Friday, November 01, 2013

Financial Black Mold

      “We have all been wondering what the heck to do with this building.” KWJ


At a meeting of the City Building Committee (20 Nov 2006),  Portsmouth Police Chief Charles Horner told committee chairman Mike Mearan that when Dr. Singer  signed  the Adelphia building over to city it was infested with black mold. In speaking to Mearan, Horner might as well have been speaking  to a stone(d) wall.  In chairing the  City Building Committee,  Mearan was in a flagrant conflict of interest because he was Dr. Singer’s shyster lawyer. (To read “Mearan's Conflict of Interest,” click here.) As an absentee landlord living in Los Angeles,  Dr. Singer  had long neglected keeping up the Adelphia building, or so  a longtime Adelphia employee told me. The city never should have accepted Singer’s “gift,”  which came not only with strings but  with toxic mold spores attached, or so Horner claimed. Horner also claimed mold in the Municipal Building had made him ill. Naturally, he didn’t want the police department relocated to another moldy old building, especially if it was black mold. “Depending on the length of exposure and volume of spores inhaled or ingested,” the entry on black mold in Wikipedia states, “symptoms [of toxic black mold] can manifest as chronic fatigue or headaches, fever, irritation to the eyes, mucous membranes of the mouth, nose and throat, sneezing, rashes, and chronic coughing. In severe cases of exposure or cases exacerbated by allergic reaction, symptoms can be extreme including nausea, vomiting, diarrhea and bleeding in the lungs, and nose.”

At that same City Building Committee meeting (20 Nov 2006), another committee member said that if the Adelphia Street building had black mold, “that building’s no good anymore,” adding that it “had to go.” The committee member who said it had to go was current duplicitous First Ward council member Kevin W. Johnson.  Contrast Johnson’s negative statement above about the Adelphia building back in 2006 with the positive one he made at a recent city council meeting (9 Nov 13) where the council voted to authorize legislation to fund the rehabilitation of that controversial building. “We have all been wondering what the heck to do with that building,” Johnson is quoted by Frank Lewis in the online  Portsmouth Daily Times (10 Oct 13). Speaking at that council meeting to the City Waterworks Director Sam Sutherland, Johnson said, “This solves the need you have had for a long time since you lost your property (pipeyard) to King’s Daughters.” Sutherland is one of three incompetent city employees Jane Murray fired not long after she took office. (To read more about those firings, click here.)    King’s Daughters is the Ashland based hospital that had  been portrayed as an outsider corporation that took local  jobs and property away in the process of opening a Portsmouth branch clinic. That is what Johnson implies when he says Sutherland “lost” his property to King’s Daughters.
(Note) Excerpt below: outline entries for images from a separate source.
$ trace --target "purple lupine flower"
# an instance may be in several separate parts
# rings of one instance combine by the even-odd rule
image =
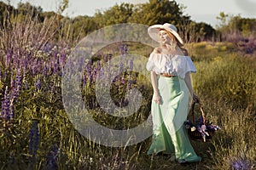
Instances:
[[[130,90],[131,88],[131,83],[132,83],[132,81],[129,79],[128,82],[127,82],[128,90]]]
[[[141,89],[141,91],[143,91],[143,90],[144,90],[144,85],[143,85],[143,84],[141,85],[140,89]]]
[[[35,82],[35,87],[38,88],[38,89],[41,89],[41,79],[38,78],[38,81]]]
[[[44,69],[43,69],[43,76],[47,76],[47,73],[48,73],[48,69],[47,69],[46,65],[44,65]]]
[[[38,121],[33,120],[29,134],[28,152],[32,156],[32,161],[36,161],[36,156],[39,148],[40,133],[38,128]]]
[[[124,50],[125,47],[123,44],[121,44],[121,54],[125,54],[125,50]]]
[[[86,84],[86,75],[83,75],[83,86]]]
[[[132,71],[133,70],[133,60],[130,60],[130,70]]]
[[[15,77],[15,94],[14,94],[14,99],[16,99],[21,90],[21,85],[22,85],[22,76],[20,73],[20,70],[19,69],[16,74]]]
[[[124,65],[123,65],[123,63],[119,63],[119,74],[122,74],[122,72],[123,72],[123,70],[124,70]]]
[[[124,85],[125,83],[125,79],[124,77],[121,78],[121,84]]]
[[[6,54],[6,60],[5,60],[5,65],[7,68],[9,68],[10,66],[10,61],[11,61],[11,57],[12,57],[12,50],[9,49]]]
There is $700,000 in the Capital Improvements budget (CIP) that Sutherland wants used to rehabilitate the Adelphia building. It was Mayor Jane Murray who opposed the city illegally using CIP money to provide salary increases for city employees,  but I think she would have opposed putting one nickel of CIP funds to rehabilitate the Adelphia building. The final cost for its  ill-conceived rehabilitation will be closer to a million dollars before it is done,  and that may not be all the city will pay if Waterworks employees eventually claim they developed health problems as a result of working in the rehabilitated building.

Kevin W. Johnson said he had wondered what the heck to do about Adelphia building. I’m wondering what the heck we’re going to do about Kevin W. Johnson.  Since he arrived in Portsmouth. Johnson has never  failed to suck-up to the politicians, developers, lawyers, and bankers  who control the city economically and politically. He is yet another Portsmouth failure  who  turned  to politics when his own mismanaged business failed. Johnson, of all people, is chair of the city council’s Economic Development Committee.  His idea for the city’s economic development is to go upscale  and spend money the city  doesn’t have. Why he even wants to upscale the city seal! Look at how he mishandled the city manager search. The public was not told the candidate the search committee had selected had trouble with the law until after the candidate was offered the job at a salary of $105,000 plus generous benefits and a nice severance package should he not work out, which (count on it) he will not work out. If Johnson is allowed to mishandle  the finances of the city the way he mishandled the finances of his upscale antique shop, the state is going to have to take over Portsmouth’s finances.

Whether or not there is black mold in the Adelphia building,  there is financial black mold in Portsmouth city government, and Johnson is the one who is spreading it, like the plague. If the other members of council continue to go along with the  crazy proposal to spend  nearly a million dollars rehabilitating a worthless building that its owner unloaded on the city, Portsmouth citizens should unite as they did against rehabilitating  the Marting building, a leaking, moldy, asbestos death trap that should have been torn down a decade ago.